Welcome to the forum!

You must be a very kind father. I can tell that it's really not easy for your son to tell you he's a gay. Not all kids can be so open to their parents. He must have deep trust on you. Considering this, I would suggest you to give him as mush as possible love, respect and support, also leave him some private space in his life.

I agree with Guest_206, obtaining knowledge to this group of people will help you stop from worrying or being panic.

All the best to you and your son!

Mark

Thanks for that, slowly getting sorted just want to be there for him.

Cheersdad
Community Member
Thanks for the advice jaz, bit of a learning curve but we’ll get there.👍

chadicha
Champion Alumni
Champion Alumni
Hey! You sound like a truly loving, caring father who wants to be there best to support his son.
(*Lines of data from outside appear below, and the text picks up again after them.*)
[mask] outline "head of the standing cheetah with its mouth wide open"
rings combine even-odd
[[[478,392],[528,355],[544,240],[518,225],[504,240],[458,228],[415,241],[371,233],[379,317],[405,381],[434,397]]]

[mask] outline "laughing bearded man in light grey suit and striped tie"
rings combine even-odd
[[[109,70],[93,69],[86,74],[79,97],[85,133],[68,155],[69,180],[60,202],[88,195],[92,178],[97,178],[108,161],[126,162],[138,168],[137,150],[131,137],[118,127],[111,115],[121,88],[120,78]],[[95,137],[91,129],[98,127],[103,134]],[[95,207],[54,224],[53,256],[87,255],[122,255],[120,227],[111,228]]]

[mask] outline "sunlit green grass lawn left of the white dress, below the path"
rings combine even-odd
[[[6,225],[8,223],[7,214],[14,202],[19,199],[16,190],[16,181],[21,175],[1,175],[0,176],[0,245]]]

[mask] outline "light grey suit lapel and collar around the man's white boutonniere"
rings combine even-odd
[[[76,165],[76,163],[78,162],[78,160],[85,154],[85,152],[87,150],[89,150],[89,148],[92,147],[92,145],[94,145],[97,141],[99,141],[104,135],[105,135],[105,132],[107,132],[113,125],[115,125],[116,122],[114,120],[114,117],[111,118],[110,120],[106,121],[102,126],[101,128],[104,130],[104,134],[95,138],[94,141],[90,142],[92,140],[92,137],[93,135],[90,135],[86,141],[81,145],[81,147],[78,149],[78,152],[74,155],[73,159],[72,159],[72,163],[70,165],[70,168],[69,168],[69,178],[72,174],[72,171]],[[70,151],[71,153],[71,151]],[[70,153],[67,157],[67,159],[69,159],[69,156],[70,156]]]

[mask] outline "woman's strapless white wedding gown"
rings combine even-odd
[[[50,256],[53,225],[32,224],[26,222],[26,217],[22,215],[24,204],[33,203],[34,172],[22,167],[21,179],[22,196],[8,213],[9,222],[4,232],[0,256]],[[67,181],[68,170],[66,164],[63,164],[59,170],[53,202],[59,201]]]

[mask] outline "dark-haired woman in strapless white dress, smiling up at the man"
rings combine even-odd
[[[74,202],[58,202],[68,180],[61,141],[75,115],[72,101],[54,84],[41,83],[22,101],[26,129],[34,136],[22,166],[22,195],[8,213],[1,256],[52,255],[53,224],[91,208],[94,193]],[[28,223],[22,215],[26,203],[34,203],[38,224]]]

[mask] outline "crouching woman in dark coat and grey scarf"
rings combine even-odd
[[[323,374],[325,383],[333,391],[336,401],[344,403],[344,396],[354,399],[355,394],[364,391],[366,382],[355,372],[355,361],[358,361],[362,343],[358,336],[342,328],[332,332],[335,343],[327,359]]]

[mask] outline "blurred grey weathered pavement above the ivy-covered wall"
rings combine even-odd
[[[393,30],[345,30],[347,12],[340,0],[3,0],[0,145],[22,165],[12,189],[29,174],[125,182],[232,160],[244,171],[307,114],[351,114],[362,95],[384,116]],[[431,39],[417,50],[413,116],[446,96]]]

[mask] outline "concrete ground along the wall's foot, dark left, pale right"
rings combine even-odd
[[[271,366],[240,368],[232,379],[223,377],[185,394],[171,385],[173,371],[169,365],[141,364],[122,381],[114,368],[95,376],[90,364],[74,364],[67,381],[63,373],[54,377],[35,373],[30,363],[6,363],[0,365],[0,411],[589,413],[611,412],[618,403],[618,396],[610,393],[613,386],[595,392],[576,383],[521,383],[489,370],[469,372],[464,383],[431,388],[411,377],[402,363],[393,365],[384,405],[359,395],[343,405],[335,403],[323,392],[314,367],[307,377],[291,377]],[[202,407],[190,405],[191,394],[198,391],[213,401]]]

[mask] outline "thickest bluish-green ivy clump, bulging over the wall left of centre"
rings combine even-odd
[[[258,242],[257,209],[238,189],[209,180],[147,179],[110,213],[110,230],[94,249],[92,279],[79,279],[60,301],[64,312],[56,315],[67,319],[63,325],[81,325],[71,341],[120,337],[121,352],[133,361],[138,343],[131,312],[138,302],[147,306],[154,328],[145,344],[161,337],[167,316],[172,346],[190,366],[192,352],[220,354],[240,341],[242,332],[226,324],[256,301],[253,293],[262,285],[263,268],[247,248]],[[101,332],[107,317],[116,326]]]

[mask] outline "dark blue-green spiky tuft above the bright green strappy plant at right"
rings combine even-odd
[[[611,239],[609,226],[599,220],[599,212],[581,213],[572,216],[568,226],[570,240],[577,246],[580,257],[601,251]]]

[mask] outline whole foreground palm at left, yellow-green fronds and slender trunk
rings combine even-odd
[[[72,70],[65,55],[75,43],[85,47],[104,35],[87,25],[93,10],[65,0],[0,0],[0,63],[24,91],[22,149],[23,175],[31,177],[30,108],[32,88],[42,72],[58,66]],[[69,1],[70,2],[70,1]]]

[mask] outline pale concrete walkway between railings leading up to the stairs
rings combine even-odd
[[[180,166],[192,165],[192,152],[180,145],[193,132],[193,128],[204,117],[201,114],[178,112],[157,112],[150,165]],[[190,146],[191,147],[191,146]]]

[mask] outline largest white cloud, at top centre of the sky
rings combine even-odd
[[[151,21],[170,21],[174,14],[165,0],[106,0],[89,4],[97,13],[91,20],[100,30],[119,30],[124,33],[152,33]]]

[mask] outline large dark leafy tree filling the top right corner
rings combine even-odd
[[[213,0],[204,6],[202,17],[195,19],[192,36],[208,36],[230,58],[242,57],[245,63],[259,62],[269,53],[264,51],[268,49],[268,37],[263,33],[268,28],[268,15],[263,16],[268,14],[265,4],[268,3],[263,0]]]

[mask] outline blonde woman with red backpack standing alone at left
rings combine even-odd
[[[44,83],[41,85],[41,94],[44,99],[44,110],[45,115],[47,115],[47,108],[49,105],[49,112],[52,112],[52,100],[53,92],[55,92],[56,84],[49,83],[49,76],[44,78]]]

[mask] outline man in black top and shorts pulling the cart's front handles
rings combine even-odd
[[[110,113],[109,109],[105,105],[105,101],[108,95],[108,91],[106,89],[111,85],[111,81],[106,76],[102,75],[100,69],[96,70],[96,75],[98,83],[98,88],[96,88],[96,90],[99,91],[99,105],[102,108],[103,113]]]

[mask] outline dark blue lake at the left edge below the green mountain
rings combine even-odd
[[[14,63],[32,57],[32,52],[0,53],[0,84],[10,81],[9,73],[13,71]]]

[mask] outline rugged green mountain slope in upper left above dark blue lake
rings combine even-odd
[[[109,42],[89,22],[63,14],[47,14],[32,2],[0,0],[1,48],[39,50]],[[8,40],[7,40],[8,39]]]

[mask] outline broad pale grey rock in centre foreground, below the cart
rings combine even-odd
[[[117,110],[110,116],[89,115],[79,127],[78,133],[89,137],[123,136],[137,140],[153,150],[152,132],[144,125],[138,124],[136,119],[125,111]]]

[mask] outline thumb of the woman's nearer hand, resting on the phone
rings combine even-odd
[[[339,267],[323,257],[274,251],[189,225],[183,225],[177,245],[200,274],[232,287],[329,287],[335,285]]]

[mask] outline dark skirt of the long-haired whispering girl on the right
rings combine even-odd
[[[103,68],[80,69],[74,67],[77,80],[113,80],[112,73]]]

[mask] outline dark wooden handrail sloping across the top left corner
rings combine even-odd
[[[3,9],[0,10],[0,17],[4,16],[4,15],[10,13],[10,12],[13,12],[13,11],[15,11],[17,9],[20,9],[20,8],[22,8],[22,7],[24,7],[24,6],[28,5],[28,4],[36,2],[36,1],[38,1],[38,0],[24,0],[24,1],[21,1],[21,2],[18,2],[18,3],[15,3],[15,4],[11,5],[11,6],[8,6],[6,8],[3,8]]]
I understand it can be a hard pill to swallow, particularly if you do not agree with or are unsure about his choices (which your allowed to feel). It can be hard when the world seems to be changing so quickly and all of a sudden, your own son is apart of what is happening in the outside world. The best thing you can do, is to just love him the same way you always have. Educating yourself, asking your son questions in ways you can support him personally is important to show you care but end of the day what is most important is loving your son just as who he is inside, and he will learn, grow, evolve and mature over the years. It is so important to also tell him no matter what sexual choices, or any other life choices you make (even if i dont agree with it), i will still always love you for who you are because those things aren't you.

Thanks we Just want to be there anytime we’re needed,it meant the world that he could tell me and hopefully our closeness will continue. I don’t personally know anything about gay community so it should be a learning curve for all of us. He said nothing changed we just carry on as before, we are very much a live and let live family so I’m sure we’ll be fine. Thanks again

Thank you for your response Cheersdad. You are so right about the learning curve. In your family you can all count and on each other and this will help a lot.
Please remember you can always come back to this forum and chat. Thinking of you Guys.